Simulasi Pengamanan Pilkada 2017,Geruduk Kantor KPU, Demo Pilgub Berujung Ricuh

 Simulasi Pengamanan Pilkada
SERANG Ratusan massa aksi menggeruduk kantor Komisi Pemilihan Umum (KPU) Provinsi Banten menuntut para penyelenggara pemilu untuk netral dalam menyelenggarakan tahapan pilkada. Demonstran menilai ada tindakkan tidak netral anggota KPU Banten  yang memenangkan salah satu pasangan calon gubernur dan wakil gubernur Banten.

Demonstrasi yang melibatkan ratusan warga yang tak terima calon pilihannya diakali oleh KPU bermula saat pencoblosan ada surat suara yang dianulir ke calon pasangan lain. Atas dasar kecurangan itu, mereka mendatangi kantor KPU menuntut pertanggungjawaban Ketua KPU Banten agar bisa bersikap netral seperti yang diamanatkan oleh undang-undang.

Awalnya, massa hanya melakukan orasi menuntut ketua KPU keluar menemui mereka dan menjelaskan permasalahan terkait diskriminasi terhadap salah satu calon. Tak berselang lama, massa mulai panas lantaran ketua KPU tak kunjung datang menemui mereka. Kehadiran Ketua KPU di tengah massa juga tak menyurutkan amarah massa.

Para pengunjuk rasa kemudian memaksa masuk ke kantor KPU. Bentrokan pun akhirnya tak terhindarkan, massa semakin beringas karena petugas kepolisian yang mengawal aksi demonstrasi tersebut menghalangi mereka untuk masuk.

Aksi saling pukul dan lempar pun pecah. Polisi yang mengawal jalannya aksi terus mengantisipasi agar kericuhan tidak meluas. Namun mendapat perlawanan dari petugas kepolisian, para pengunjuk rasa justru semakin beringas hingga melakukan tindakan vandalis berupa pengrusakan pagar dan melakukan bakar ban.

Demikianlah pemandangan pada simulasi yang dilakukan oleh jajaran kepolisian dari Polda Banten dan Polres Serang dalam rangka pengamanan Pilkada Serentak 2017. Setidaknya 300 polisi dikerahkan dalam simulasi tersebut.

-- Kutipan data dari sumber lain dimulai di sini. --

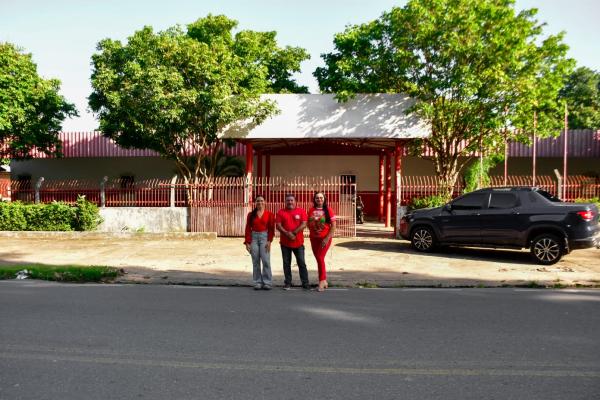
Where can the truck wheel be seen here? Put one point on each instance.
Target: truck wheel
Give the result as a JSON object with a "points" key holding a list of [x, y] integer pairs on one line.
{"points": [[546, 249], [422, 239]]}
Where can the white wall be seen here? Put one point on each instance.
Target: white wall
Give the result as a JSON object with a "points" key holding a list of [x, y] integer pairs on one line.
{"points": [[94, 168]]}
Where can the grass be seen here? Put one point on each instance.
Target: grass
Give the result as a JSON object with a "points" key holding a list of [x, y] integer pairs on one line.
{"points": [[64, 273]]}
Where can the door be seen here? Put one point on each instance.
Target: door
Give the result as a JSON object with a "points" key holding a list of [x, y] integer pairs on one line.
{"points": [[499, 220], [462, 223]]}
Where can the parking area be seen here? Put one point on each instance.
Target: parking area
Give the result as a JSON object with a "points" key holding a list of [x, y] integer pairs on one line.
{"points": [[351, 262]]}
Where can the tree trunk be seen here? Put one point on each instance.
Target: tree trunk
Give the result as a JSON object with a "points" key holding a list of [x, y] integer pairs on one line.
{"points": [[447, 173]]}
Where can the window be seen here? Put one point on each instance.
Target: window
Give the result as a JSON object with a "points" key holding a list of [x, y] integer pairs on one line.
{"points": [[349, 181], [126, 181], [504, 200], [473, 201], [548, 196]]}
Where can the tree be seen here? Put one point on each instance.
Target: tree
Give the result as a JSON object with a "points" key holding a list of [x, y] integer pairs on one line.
{"points": [[474, 68], [175, 91], [31, 108], [582, 95]]}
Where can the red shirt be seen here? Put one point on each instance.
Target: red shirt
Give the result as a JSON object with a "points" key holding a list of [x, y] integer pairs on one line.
{"points": [[290, 220], [317, 225], [260, 224]]}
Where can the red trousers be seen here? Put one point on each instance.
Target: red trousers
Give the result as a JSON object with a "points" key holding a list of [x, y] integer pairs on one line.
{"points": [[320, 253]]}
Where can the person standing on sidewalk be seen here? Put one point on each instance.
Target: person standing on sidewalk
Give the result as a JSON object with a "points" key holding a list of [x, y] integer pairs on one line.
{"points": [[260, 229], [321, 224], [290, 222]]}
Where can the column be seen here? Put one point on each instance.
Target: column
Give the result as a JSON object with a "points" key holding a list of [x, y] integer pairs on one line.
{"points": [[249, 165], [397, 184], [388, 189], [381, 186]]}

Jadi kegiatan yang kita laksanakan hari ini adalah dalam rangka mempersiapkan Pilkda nanti, kata Kapolda Banten, Brigjen Pol Ahmad Dofiri di Alun-Alun Barat Kota Serang, Rabu (24/8/2016).

Pihak kepolisian mengundang  jajaran TNI, Satpol PP, dan instansi terkait melakukan hal tersebut guna memudahkan koordinasi pengamanan Pilkada Serentak 2017.

Dofiri mengatakan, pihaknya melakukan simulasi itu dengan kondisi seburuk mungkin sehingga petugas kepolisian harus siap mengantisipasi kemungkinan terburuk yang akan terjadi pada pelaksanaan Pilkada Serentak mendatang. Kita antisipasi dengan keadaan terburuk, untuk itu dalam simulasi ini kita kerahkan semuanya pasukan dari mulai Sabhara, Brimob, Babinkantibmas, dan Polantas, ungkapnya.